Emphasizes units similar in their past to treated units.
Prioritizes periods resembling treated periods.
Benefits of this localization:
Robustness: Using similar units and periods boosts estimator’s robustness.
Improved Precision: Weights can eliminate predictable outcome components.
The SEs of SDID are smaller than those of SC and DID
Caveat: If there’s minor systematic heterogeneity in outcomes, unequal weighting might reduce precision compared to standard DID.
Weight Design:
Unit Weights: Makes average outcome for treated units roughly parallel to the weighted average for control units.
Time Weights: Ensures posttreatment outcomes for control units differ consistently from their weighted average pretreatment outcomes.
Weights enhance DID’s plausibility:
Raw data often lacks parallel time trends for treated/control units.
Similar techniques (e.g., adjusting for covariates or selecting specific time periods) were used before (Callaway and Sant’Anna 2021).
SDID automates this process, applying a similar logic to weight both units and time periods.
Time Weights in SDID:
- Removes bias and boosts precision (i.e., minimizes the influence of time periods vastly different from posttreatment periods).
Argument for Unit Fixed Effects:
Flexibility: Increases model flexibility and thereby bolsters robustness.
Enhanced Precision: Unit fixed effects explain a significant portion of outcome variation.
SC Weighting & Unit Fixed Effects:
Under certain conditions, SC weighting can inherently account for unit fixed effects.
- For example, when the weighted average outcome for control units in pretreatment is the same as that of the treated units. (unlikely in reality)
The use of unit fixed effect in synthetic control regression (i.e., synthetic control with intercept) was proposed before in Doudchenko and Imbens (2016) and Ferman and Pinto (2021) (called DIFP)
More details on application
- Choose unit weights
Regularization Parameter:
- Equal to the size of a typical one-period outcome change for control units in the pre-period, then multiplied by a scaling factor (Arkhangelsky et al. 2021, 4092).
Relation to SC Weights:
SDID weights are similar to those used in (Abadie, Diamond, and Hainmueller 2010) except two distinctions:
Inclusion of an Intercept Term:
The weights in SynthDiD do not necessarily make the control pre-trends perfectly match the treated trends, just make them parallel.

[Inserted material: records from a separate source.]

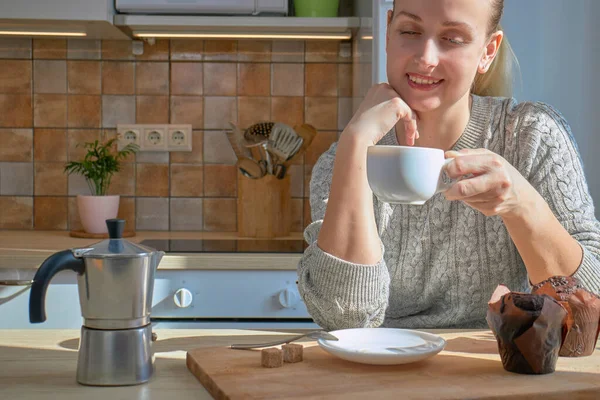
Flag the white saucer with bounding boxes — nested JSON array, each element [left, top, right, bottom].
[[317, 328, 446, 365]]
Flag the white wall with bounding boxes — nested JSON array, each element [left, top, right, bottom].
[[502, 0, 600, 218]]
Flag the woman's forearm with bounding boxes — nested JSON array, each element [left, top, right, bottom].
[[317, 134, 382, 264], [503, 192, 583, 284]]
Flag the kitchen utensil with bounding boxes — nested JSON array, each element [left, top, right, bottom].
[[29, 219, 164, 386], [317, 328, 446, 365], [236, 157, 267, 179], [230, 331, 338, 350]]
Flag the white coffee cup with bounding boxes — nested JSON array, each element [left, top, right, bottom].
[[367, 145, 452, 204]]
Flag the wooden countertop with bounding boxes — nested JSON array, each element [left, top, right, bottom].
[[0, 329, 600, 400], [0, 230, 302, 270]]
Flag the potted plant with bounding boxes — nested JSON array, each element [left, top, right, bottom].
[[64, 137, 139, 234]]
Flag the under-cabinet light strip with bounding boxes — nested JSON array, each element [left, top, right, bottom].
[[0, 30, 87, 37], [133, 32, 352, 40]]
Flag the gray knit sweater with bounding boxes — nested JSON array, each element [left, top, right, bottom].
[[298, 96, 600, 329]]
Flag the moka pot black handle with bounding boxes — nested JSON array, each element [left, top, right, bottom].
[[29, 250, 85, 324]]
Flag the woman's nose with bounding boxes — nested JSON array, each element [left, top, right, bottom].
[[415, 40, 439, 68]]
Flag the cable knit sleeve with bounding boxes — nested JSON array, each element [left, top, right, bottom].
[[515, 103, 600, 294], [298, 143, 390, 330]]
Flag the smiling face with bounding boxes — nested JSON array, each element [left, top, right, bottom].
[[386, 0, 502, 112]]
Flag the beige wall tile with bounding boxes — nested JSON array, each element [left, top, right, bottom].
[[292, 199, 304, 232], [0, 129, 33, 162], [204, 97, 238, 129], [135, 39, 169, 61], [271, 97, 304, 127], [0, 196, 33, 229], [67, 94, 102, 128], [171, 164, 204, 197], [67, 129, 102, 161], [67, 39, 100, 60], [67, 197, 83, 231], [135, 197, 169, 231], [33, 39, 67, 60], [135, 96, 169, 124], [171, 131, 204, 164], [204, 63, 237, 96], [33, 128, 67, 161], [238, 40, 272, 62], [171, 39, 204, 61], [33, 197, 69, 230], [0, 38, 31, 58], [271, 64, 304, 96], [204, 40, 237, 61], [135, 164, 169, 197], [304, 132, 337, 166], [305, 40, 340, 62], [33, 60, 67, 93], [304, 97, 337, 130], [237, 96, 271, 129], [108, 163, 136, 196], [117, 196, 135, 231], [171, 62, 203, 95], [203, 198, 237, 232], [67, 61, 101, 94], [304, 64, 338, 96], [338, 64, 352, 97], [204, 131, 237, 166], [102, 95, 135, 128], [135, 62, 169, 95], [171, 96, 204, 129], [204, 164, 237, 197], [0, 94, 33, 128], [171, 198, 204, 231], [0, 60, 31, 94], [102, 61, 135, 94], [238, 63, 271, 96], [0, 162, 33, 196], [30, 94, 67, 128], [271, 40, 304, 63], [34, 162, 67, 196], [101, 40, 135, 60]]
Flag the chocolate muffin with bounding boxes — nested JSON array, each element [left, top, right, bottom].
[[531, 276, 600, 357]]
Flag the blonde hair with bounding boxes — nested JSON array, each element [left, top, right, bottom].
[[471, 0, 519, 97]]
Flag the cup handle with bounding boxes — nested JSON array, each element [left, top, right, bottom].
[[435, 158, 461, 193]]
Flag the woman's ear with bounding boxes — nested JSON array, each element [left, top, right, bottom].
[[477, 31, 504, 74]]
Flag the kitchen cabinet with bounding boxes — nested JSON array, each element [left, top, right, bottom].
[[0, 0, 128, 39]]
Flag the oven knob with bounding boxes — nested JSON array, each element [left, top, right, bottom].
[[279, 289, 300, 308], [173, 289, 193, 308]]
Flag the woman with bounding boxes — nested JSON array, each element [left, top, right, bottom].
[[298, 0, 600, 330]]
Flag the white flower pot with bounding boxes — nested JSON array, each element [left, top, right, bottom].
[[77, 195, 119, 233]]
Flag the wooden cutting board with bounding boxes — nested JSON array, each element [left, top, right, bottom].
[[187, 331, 600, 400]]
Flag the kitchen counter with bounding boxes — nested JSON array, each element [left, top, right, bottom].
[[0, 230, 302, 270], [0, 329, 600, 400]]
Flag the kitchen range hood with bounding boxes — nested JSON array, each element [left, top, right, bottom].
[[114, 0, 360, 40]]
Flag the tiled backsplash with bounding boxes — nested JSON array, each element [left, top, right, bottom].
[[0, 39, 353, 231]]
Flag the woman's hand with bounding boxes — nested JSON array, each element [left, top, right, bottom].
[[342, 83, 419, 146], [444, 149, 539, 217]]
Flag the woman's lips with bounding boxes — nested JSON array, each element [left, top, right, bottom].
[[406, 74, 444, 91]]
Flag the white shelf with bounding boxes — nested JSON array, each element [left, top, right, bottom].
[[114, 14, 360, 34]]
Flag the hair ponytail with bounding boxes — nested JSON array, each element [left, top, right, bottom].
[[471, 24, 519, 97]]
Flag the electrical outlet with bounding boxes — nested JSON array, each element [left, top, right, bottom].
[[117, 125, 142, 150], [140, 125, 167, 151], [167, 125, 192, 151]]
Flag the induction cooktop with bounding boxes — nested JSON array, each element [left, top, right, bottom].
[[140, 239, 307, 253]]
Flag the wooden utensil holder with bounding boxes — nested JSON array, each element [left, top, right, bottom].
[[237, 170, 292, 238]]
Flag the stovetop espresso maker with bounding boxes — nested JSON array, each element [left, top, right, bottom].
[[29, 219, 164, 386]]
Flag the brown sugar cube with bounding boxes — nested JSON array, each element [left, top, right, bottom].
[[281, 343, 304, 363], [260, 347, 283, 368]]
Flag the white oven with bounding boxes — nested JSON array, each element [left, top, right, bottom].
[[115, 0, 288, 15]]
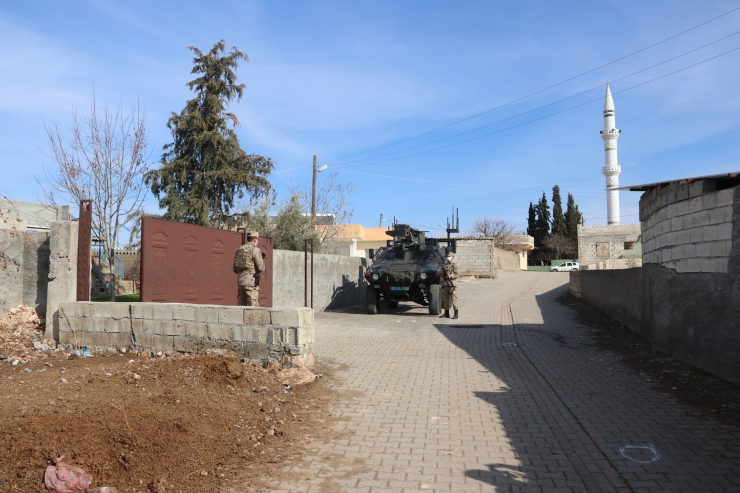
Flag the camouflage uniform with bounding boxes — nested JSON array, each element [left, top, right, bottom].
[[234, 231, 265, 306], [440, 252, 458, 316]]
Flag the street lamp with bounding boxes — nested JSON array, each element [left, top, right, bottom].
[[311, 154, 329, 219]]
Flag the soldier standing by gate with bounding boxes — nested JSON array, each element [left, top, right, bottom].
[[440, 252, 458, 318], [234, 231, 265, 306]]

This flexibility comes from the use of unit fixed effects, which can absorb any consistent differences between units.
Regularization Penalty:
Adopted from Doudchenko and Imbens (2016) .
Enhances the dispersion and ensures the uniqueness of the weights.
DID weights are identical to those used in (Abadie, Diamond, and Hainmueller 2010) without intercept and regularization penalty and 1 treated unit.
- Choose time weights
- Also include an intercept term, but no regularization (because correlated observations within time periods for the same unit is plausible, but not across units within the same period).
Note: To account for time-varying variables in the weights, one can use the residuals of the regression of the observed outcome on these time-varying variables, instead of the observed outcomes themselves (\(Y_{it}^{res} = Y_{it} - X_{it} \hat{\beta}\), where \(\hat{\beta}\) come from \(Y = \beta X_{it}\)).
The SDID method can account for systematic effects, often referred to as unit effects or unit heterogeneity, which influence treatment assignment (i.e., when treatment assignment is correlated with these systematic effects). Consequently, it provides unbiased estimates, especially valuable when there’s a suspicion that the treatment might be influenced by persistent, unit-specific attributes.
Even in cases where we have completely random assignment, SDID, DiD, and SC are unbiased, but SynthDiD has the smallest SE.